On Approximability of Satisfiable k-CSPs: V

TL;DR

This paper introduces a new framework for analyzing the approximability of satisfiable k-CSPs, combining hybrid algorithms and a novel invariance principle to extend prior theoretical results.

Contribution

It develops a hybrid approximation algorithm and a matching dictator vs. quasirandom test, along with the mixed invariance principle, advancing the understanding of Max-CSPs.

Findings

Proposes a new hybrid approximation algorithm for Max-CSPs.

Introduces the mixed invariance principle extending Mossel et al.'s work.

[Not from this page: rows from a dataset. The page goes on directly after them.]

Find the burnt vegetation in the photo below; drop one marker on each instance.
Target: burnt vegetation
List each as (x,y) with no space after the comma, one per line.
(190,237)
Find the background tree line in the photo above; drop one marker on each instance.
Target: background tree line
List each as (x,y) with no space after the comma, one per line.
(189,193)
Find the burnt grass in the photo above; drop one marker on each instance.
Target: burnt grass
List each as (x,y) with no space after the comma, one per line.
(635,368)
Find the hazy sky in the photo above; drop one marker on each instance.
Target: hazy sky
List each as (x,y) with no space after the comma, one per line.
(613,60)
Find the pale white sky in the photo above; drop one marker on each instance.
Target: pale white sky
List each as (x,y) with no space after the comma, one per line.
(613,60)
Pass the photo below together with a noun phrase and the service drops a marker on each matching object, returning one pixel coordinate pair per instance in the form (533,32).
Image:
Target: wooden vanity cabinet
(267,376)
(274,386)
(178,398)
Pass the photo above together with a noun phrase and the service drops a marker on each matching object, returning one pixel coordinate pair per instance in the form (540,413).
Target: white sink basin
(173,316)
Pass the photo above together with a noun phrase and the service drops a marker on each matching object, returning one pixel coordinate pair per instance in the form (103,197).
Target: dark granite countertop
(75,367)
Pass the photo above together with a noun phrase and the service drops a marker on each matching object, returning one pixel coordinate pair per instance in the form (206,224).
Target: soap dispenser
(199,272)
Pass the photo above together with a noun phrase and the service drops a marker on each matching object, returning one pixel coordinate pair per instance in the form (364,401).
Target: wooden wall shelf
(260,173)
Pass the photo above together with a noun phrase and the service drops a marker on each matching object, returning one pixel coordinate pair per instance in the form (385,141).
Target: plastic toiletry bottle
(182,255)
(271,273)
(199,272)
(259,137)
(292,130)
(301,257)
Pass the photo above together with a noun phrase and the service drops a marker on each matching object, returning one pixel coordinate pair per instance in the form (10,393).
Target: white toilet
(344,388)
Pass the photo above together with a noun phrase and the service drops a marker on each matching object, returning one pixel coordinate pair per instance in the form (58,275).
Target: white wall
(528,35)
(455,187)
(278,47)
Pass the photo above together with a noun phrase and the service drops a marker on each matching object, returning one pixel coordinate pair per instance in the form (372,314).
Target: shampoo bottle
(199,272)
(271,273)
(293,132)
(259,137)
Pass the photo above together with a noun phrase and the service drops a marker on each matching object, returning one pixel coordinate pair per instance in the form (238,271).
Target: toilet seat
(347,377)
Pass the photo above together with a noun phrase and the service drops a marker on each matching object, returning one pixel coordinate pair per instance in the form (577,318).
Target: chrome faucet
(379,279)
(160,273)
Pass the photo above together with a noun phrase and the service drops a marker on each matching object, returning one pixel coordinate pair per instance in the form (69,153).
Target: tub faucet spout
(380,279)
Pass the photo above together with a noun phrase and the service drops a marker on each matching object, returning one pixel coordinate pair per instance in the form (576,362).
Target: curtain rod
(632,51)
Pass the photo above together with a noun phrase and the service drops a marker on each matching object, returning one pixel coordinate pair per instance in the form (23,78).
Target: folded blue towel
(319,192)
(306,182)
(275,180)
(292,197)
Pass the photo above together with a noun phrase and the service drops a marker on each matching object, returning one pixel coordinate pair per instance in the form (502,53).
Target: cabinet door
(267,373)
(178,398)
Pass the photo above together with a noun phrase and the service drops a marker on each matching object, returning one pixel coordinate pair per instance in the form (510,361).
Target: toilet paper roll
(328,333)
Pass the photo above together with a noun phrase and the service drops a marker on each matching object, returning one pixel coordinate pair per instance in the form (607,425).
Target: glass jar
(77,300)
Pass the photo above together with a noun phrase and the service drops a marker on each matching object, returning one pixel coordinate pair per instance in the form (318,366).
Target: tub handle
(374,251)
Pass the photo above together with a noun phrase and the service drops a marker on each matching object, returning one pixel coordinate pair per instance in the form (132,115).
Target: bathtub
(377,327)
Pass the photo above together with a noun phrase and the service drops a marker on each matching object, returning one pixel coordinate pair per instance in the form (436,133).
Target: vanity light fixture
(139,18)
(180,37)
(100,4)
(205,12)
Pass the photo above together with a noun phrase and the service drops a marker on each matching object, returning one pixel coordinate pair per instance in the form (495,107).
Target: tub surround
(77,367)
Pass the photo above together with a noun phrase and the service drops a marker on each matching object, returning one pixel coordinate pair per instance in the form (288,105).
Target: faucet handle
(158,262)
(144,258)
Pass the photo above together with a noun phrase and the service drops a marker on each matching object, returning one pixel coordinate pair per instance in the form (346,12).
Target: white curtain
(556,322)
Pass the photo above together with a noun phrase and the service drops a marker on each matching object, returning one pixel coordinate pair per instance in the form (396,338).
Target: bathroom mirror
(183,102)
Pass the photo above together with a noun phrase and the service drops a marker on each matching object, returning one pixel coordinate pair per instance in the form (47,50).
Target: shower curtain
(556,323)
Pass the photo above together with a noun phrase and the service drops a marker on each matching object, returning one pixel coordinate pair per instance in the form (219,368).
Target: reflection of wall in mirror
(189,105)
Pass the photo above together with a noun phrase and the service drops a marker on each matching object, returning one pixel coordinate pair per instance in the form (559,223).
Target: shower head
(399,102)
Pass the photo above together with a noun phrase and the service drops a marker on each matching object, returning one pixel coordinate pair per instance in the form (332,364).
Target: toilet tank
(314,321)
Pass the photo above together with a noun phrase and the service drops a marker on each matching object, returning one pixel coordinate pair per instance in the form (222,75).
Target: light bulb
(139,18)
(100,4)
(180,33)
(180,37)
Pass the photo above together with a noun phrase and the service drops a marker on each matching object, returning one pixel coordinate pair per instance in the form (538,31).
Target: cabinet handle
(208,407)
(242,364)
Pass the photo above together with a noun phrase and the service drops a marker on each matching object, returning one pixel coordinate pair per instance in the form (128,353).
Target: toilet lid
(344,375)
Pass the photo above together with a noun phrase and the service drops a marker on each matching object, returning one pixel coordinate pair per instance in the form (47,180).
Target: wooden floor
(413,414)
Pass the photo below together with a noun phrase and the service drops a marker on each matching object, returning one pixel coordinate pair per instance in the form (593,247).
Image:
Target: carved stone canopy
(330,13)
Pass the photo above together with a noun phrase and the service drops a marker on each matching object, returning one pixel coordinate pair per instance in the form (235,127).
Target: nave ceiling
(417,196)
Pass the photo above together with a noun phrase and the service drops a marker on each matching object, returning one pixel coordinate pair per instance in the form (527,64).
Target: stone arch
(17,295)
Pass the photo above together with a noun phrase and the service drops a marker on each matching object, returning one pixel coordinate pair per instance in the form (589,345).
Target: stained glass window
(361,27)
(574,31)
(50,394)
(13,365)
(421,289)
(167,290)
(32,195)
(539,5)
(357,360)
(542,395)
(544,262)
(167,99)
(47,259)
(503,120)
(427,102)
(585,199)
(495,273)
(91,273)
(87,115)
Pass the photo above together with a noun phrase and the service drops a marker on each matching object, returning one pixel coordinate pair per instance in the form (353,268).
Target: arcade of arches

Provides a matching dictator vs. quasirandom test with perfect completeness.

Abstract

We propose a framework of algorithm vs. hardness for all Max-CSPs and demonstrate it for a large class of predicates. This framework extends the work of Raghavendra [STOC, 2008], who showed a similar result for almost satisfiable Max-CSPs. Our framework is based on a new hybrid approximation algorithm, which uses a combination of the Gaussian elimination technique (i.e., solving a system of linear equations over an Abelian group) and the semidefinite programming relaxation. We complement our algorithm with a matching dictator vs. quasirandom test that has perfect completeness. The analysis of our dictator vs. quasirandom test is based on a novel invariance principle, which we call the mixed invariance principle. Our mixed invariance principle is an extension of the invariance principle of Mossel, O'Donnell and Oleszkiewicz [Annals of Mathematics, 2010] which plays a crucial role in Raghavendra's work. The mixed invariance principle allows one to relate 3-wise correlations over discrete probability spaces with expectations over spaces that are a mixture of Guassian spaces and Abelian groups, and may be of independent interest.